The reason that I say that Filipino Time – or, to put things simply, habitually being late – is more a quirk of personality is because I probably know an equal number of people who make it a point to be prompt and those who will be late even when the Lord Jesus Christ arrives to judge the living and the dead.

What is more, those who are habitually on time rather also tend to try to get word out that they will be late if for some reason they are held up, something which I totally appreciate because I also take great pains to do exactly the same. On the other hand, those who have little regard for time also frequently tend to be unapologetic; as though they do not think that there is anything wrong with being so.

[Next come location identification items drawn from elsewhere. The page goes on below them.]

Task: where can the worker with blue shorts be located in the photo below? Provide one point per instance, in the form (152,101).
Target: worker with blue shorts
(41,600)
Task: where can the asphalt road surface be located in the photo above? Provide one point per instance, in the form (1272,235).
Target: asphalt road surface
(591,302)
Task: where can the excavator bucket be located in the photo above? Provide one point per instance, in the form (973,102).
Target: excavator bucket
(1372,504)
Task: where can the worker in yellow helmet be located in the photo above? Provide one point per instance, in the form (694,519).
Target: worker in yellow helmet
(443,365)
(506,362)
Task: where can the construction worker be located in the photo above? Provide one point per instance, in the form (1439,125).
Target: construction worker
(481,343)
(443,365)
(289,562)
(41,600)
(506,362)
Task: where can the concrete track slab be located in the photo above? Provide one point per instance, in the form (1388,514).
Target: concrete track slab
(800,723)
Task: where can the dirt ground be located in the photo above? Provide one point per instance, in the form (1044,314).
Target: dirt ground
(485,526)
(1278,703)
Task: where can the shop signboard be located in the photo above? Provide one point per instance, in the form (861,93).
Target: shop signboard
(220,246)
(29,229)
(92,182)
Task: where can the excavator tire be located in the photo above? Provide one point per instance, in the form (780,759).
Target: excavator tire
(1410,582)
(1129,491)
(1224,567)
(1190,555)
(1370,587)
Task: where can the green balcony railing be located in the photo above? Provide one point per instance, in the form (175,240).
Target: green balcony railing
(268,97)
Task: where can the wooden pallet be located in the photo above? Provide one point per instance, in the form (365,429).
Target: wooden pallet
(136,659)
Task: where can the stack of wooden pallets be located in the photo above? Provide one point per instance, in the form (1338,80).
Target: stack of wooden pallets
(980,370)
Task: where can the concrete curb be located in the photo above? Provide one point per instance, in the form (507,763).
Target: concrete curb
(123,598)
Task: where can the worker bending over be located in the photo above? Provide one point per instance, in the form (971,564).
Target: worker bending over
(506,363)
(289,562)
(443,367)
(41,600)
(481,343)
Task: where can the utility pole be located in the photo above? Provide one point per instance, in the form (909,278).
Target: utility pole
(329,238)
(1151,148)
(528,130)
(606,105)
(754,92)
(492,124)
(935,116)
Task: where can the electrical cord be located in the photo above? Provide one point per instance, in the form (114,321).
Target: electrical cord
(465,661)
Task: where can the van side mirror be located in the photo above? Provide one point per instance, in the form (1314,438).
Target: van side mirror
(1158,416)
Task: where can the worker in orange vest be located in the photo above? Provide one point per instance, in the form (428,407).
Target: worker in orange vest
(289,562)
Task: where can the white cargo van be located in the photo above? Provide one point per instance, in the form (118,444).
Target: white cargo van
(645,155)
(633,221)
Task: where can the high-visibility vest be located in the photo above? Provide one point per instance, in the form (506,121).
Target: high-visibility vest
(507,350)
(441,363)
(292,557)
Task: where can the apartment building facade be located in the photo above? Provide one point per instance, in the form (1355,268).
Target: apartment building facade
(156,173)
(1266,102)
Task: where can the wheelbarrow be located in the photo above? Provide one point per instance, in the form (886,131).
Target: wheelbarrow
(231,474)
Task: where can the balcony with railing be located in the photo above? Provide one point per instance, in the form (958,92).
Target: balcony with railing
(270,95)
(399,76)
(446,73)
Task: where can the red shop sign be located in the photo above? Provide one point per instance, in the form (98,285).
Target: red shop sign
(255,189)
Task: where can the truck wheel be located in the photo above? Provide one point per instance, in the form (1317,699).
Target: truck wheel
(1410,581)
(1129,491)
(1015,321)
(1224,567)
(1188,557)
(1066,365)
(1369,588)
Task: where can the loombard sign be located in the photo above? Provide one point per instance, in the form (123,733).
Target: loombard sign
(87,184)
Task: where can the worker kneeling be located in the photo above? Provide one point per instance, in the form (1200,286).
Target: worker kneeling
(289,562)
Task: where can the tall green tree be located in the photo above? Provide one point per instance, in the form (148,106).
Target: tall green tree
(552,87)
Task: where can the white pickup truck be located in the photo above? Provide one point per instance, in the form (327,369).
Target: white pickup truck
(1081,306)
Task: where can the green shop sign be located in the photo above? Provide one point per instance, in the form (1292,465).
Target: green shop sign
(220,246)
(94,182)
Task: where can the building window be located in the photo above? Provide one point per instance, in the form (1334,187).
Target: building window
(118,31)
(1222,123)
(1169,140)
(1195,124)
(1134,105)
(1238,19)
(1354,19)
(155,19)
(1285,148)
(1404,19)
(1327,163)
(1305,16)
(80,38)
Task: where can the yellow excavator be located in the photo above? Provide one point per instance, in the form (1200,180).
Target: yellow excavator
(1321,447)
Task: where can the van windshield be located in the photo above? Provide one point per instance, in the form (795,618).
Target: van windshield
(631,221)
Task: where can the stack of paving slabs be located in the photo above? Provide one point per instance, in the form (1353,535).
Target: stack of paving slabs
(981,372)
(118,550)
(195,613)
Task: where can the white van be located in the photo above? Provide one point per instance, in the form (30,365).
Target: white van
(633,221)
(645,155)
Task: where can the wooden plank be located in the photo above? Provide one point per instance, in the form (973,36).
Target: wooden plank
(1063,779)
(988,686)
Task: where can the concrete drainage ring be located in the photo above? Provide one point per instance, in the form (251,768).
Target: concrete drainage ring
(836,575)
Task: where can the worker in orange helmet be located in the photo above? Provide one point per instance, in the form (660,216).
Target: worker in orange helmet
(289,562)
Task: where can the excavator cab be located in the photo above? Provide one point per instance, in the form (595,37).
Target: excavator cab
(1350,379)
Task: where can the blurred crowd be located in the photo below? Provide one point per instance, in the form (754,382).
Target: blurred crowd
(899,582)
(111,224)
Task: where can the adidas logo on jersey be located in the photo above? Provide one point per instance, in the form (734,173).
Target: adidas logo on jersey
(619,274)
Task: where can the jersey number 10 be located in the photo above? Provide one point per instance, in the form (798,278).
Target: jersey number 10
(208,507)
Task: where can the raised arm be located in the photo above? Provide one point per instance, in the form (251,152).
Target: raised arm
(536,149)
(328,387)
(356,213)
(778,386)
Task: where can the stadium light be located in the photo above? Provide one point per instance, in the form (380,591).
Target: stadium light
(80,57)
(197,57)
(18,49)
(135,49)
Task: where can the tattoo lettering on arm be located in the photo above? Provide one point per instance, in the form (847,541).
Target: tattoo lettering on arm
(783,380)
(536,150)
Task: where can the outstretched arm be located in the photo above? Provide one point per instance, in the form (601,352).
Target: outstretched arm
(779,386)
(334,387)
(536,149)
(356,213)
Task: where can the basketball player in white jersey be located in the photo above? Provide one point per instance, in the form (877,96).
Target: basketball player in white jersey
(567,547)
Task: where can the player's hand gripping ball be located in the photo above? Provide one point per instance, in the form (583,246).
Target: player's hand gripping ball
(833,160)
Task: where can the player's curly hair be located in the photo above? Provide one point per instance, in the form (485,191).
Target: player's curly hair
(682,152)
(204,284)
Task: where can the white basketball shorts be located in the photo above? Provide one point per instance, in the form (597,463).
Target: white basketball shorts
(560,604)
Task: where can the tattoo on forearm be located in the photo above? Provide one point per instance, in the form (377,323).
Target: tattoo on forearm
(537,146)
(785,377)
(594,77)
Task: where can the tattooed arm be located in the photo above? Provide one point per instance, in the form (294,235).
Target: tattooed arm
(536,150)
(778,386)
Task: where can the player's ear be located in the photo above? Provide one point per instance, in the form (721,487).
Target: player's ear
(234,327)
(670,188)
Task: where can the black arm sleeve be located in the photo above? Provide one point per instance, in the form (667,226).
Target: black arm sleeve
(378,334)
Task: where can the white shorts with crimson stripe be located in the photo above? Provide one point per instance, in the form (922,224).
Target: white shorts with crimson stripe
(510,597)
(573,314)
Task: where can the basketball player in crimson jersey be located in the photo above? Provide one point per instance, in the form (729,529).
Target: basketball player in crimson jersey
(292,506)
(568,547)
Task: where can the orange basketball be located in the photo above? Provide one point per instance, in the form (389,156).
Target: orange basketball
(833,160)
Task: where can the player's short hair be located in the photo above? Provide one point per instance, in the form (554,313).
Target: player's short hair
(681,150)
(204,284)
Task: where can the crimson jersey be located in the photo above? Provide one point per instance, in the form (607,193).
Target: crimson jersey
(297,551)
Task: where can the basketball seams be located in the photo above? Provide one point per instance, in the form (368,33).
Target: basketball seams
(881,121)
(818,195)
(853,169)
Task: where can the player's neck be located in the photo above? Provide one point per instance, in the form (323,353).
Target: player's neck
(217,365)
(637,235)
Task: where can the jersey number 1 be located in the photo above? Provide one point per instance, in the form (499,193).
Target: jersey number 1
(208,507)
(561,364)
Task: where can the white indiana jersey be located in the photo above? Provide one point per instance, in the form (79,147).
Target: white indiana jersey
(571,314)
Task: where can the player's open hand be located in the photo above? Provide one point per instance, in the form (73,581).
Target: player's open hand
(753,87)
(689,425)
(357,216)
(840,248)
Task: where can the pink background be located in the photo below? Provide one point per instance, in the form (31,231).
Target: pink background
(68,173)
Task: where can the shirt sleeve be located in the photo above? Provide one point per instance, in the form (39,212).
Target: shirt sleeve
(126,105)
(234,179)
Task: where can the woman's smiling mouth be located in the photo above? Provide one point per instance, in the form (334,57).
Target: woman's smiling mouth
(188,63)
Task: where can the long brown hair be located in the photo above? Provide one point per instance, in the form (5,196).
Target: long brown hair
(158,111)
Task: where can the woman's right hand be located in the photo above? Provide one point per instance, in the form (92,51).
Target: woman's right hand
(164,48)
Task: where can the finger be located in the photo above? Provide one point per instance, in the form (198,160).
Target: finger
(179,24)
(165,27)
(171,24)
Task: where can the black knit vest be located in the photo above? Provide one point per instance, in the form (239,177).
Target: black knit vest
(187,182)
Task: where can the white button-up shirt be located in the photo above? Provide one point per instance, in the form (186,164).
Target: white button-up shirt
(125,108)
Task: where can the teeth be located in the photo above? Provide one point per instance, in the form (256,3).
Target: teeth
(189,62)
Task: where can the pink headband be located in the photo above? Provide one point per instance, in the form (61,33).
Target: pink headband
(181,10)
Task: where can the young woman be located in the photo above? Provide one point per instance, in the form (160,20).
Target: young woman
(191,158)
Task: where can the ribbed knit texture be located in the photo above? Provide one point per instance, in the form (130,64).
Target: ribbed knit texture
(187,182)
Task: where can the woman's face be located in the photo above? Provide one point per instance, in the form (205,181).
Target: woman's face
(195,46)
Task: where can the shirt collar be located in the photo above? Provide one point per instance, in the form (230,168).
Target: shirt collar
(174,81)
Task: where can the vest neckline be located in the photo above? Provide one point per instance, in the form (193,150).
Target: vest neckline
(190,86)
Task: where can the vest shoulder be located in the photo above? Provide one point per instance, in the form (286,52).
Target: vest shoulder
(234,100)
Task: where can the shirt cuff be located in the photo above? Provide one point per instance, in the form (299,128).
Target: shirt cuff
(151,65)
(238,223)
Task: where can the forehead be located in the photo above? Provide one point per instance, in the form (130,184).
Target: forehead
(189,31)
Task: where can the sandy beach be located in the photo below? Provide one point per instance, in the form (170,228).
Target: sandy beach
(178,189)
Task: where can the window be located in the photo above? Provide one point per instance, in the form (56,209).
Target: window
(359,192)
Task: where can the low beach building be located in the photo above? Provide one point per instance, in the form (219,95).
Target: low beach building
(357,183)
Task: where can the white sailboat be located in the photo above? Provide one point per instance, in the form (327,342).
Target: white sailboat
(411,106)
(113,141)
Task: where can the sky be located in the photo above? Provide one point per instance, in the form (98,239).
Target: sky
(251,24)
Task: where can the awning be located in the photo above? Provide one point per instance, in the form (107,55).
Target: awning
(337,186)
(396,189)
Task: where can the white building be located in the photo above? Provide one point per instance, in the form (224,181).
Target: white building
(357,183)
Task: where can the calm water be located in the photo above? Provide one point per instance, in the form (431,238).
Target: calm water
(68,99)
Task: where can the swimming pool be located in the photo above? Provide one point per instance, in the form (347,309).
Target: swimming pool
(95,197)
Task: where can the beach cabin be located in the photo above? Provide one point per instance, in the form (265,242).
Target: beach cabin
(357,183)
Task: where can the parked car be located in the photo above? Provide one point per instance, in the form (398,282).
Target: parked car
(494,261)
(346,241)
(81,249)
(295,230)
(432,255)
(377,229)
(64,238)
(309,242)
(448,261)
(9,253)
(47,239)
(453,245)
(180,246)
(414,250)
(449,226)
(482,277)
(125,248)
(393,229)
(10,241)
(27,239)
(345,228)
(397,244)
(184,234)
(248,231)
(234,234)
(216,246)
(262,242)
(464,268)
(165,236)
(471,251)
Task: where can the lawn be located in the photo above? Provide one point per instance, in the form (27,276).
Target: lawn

Be that as it may, those who are habitually late are gifted with a plethora of excuses to choose from by just living in this country; and the most frequent culprit cited – as though I need to state – is none other than traffic. Truth be told, traffic is really just convenient as an excuse for being late; and anyone who cites this in most probability just failed to give allowances for it.

I rather suspect that circumstances will probably be a little different for those of the same personality in many developed countries. Frequently, citing traffic will just not hold water.

When I visited the United States last decade, I was riding with one of my hosts from Moraga to Berkeley in California when we came upon a mass of cars queued on the road that was, nonetheless, flowing along reasonably smoothly. My host was upset and complained about what he called ‘heavy traffic,’ even taking a different route to avoid it.

“You call this heavy traffic?” I asked him, incredulous. He did. I was, in fact, being introduced to the relativity of this thing that we all call traffic. My idea of traffic then was bumper-to-bumper along EDSA, Taft or España moving – nay, inching – from time to time at a godforsaken 20 KPH.

By my estimate, on that California stretch of road that my host was complaining about, vehicles were cruising along at a steady 6o to 80 KPH. No Filipino would have called that heavy traffic the way we use the term to connote vehicles gridlocked on the roads and hardly moving.

In other words, I did not expect anybody on that road who had an appointment to be late for it; unless he or she had no plans to be on time and set out late to begin with. One of the perks of living in a place like California – and here I am hypothesizing – is that the amount of travel time needed is so much easier to predict. Hence, people are able to meet up with others at the designated time; or, in other words, people are able to keep ‘American’ time.

In the same American visit, my companion and I arranged to meet with an alumnus who migrated years before. He was twenty or so kilometres away, but told us by cellular phone that he would join us ‘in ten minutes.’ Being Filipinos, we were sceptical; but what do you know, he pulled over in front of us in exactly ten minutes as he said he would.

That was when I fully appreciated that ten minutes in the Philippines are not the same as ten minutes in the United States – or, at least in California. If one does not own a car, the buses run on schedule and are synchronized with train schedules. The social services, in other words, are provided in such a way that makes it difficult for people to be late.

Of course, even if our roads are wide and public transportation is at par with that in advanced countries, that will only be one less excuse for the habitually late to cite. There are just people who have no notion of time; and unfortunately, their sloth-like behaviour tends to be stereotyped into that which is called as Filipino Time – and yes, even at the expense of those who like to be on time.

I used to have a colleague who once arrived two hours late for an employee field trip; and had the utter gall to get angry that she was left behind. See what I mean?